Controlling versus Healthy Workplace Boundaries
You want to create healthy workplace boundaries versus controlling boundaries. Controlling boundaries are inflexible and inconsiderate of other people. These types of boundaries can easily lead to you being demoted or not promoted, disliked, or perhaps even fired.
Establish healthy and flexible boundaries that are beneficial to both you and your place of work. Expressing these boundaries can feel awkward at first, but most employers and coworkers will likely respect them.
Creating Healthy Workplace Boundaries
When creating professional boundaries, consider how you feel during the day. Are there any people or actions that make you feel extremely anxious, overwhelmed, or upset? If so, then these might be appropriate areas and situations for boundaries.
Additionally, consider how much work you have on your plate. Do you feel overwhelmed? And do you think about work and feel stressed when home? If so, consider setting boundaries relating to work/life balance.
How to Express Boundaries to Your Boss and Coworkers
After you’ve created some professional boundaries that are flexible and respectful of your colleagues, it’s important to share them with your boss.
Instead of going to your supervisor with your boundaries as a kind of ultimatum, consider sharing your concerns about why you felt it was necessary for you to create these boundaries.
Genuinely seek their input and counsel on making the boundaries even better for you as an employee and your coworkers. Be flexible and willing to compromise; collaborate. You’ll be amazed at what having the right spirit and attitude can do.

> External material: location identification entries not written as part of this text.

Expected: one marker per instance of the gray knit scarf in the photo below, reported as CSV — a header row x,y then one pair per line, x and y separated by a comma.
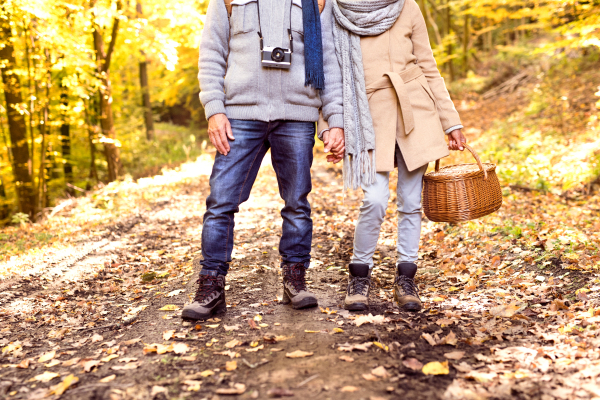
x,y
355,18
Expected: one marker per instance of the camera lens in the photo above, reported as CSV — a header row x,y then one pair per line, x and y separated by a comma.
x,y
277,55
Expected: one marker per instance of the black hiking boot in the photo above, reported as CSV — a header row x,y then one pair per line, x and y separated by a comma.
x,y
209,299
294,287
405,290
359,283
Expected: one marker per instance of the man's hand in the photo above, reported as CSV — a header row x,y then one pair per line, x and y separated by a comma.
x,y
219,130
456,140
334,143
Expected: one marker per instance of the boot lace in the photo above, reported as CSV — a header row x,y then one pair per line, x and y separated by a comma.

Professional boundaries aren’t meant to punish or control but protect relationships and foster productivity in the workplace; they’re not ultimatums.
When creating workplace boundaries, approach your boss and coworkers in a spirit of conversation and negotiation and not in controlling, demanding spirit.
Share your concerns and desires using assertive language and “I” statements.
After much thought and careful consideration, submit your boundaries to your boss or supervisor. List exactly what your boundaries entail and why you created these particular boundaries. Invite your boss and coworkers to ask questions so they can fully understand your boundaries. Consider their input and feedback to gain their support; this isn’t a one-way street.
Sincerely consider the situation and strive to understand their perspective. Be flexible with your boundaries and prepared to tweak them. Be willing to compromise. Remember, this is a negotiation. Strive for a win-win. All parties should feel respected, heard, and served.
What to Do if You Experience Push back
If you follow the above process, your boss and coworkers will likely respect and support you and your boundaries, especially if you’re shouldering your share of the load and they see you’re not trying to shirk responsibilities. But, here’s what you should consider doing if your boss and coworkers push back and are unwilling to consider your boundaries:
1. Restate why you felt you needed to create the boundary.
Explain why you feel it’s necessary to your productivity and health to have this boundary. Work to clear up any confusion or misunderstanding. If the misunderstanding is resolved, they might not push back anymore. Sincerely listen to understand their thoughts and concerns while expressing your own.
2. Explore a compromise
If you’ve cleared up all misunderstandings but someone is still pushing back, see if you and the other person can compromise. All boundaries should be flexible, especially those in the workplace. Both parties must feel respected and heard. Forging a compromise is a way to protect your needs while respecting the company and serving the other coworker’s needs.
3. Don’t be a doormat.
If the other person is unreasonable and unwilling to compromise, don’t be a doormat because you’re equally important to the company. Don’t allow yourself to be bullied, threatened, or intimidated. Respectfully but firmly, let them know that you will not change your boundary unless they’re willing to compromise as well.
Create professional boundaries that are respectful and flexible to your boss and coworkers. Communicate boundaries clearly and firmly but kindly. Approach the conversation as a negotiation. And if you experience push back, restate the boundary and why you created it. Lastly, always be flexible and willing to compromise, but don’t be a doormat when being bullied, threatened, or intimidated. If all else fails, you may need to consider taking the matter up with your Human Resources department.
Workplace boundaries are essential to your health and productivity.